Again, this isn't the case with most cavalry officers' messes. It works for us for some reason. I suspect it's because people opt in to the tradition when they join the unit so there's a sense that you've volunteered to join the mess traditions. There's also an element of only having other junior officers in the mess so you don't have to worry about grownups.I can honestly hand on heart say that enforced anything, doesn't work. The only person who will truly think it works is the person who organised it, because of the attendance.
It might seem like everyone's having fun, but guaranteed there will be people asking themselves or each other, "When's the earliest I can **** off?".
Sure, there are nights where I just wanted to eat in my room and not socialise but that's exactly why attendance at dinner is enforced. Provided the mess isn't too much of a bullying environment with senior captains forcing the subbies to stay up for no reason, I think the enforcement works well. It means that almost everyone enjoys the mess more because it becomes a more sociable environment. Many of the best nights we had in the mess started on a random Thursday night because we were all at dinner together then someone called for fancy dress when we were all drinking in the ante room afterwards.

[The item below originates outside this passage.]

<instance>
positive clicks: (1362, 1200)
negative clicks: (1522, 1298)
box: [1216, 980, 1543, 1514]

I do remember instances of compulsory attendance major dinners for certain events where the CO and field officers would be in. Those were often unpopular and caused a lot of moaning among the junior officers. That's very different to the compulsory supper every night or the mess ball which was very much 'our' event.
I can definitely understand why the same doesn't work so well with a corps or line infantry mess where joining a traditional mess environment isn't part of the deal but it works for the cav. It's also worth noting that it isn't remotely a case of only the person enforcing it having fun; cavalry messes are self enforcing with fines normally enthusiastically administered by other junior officers.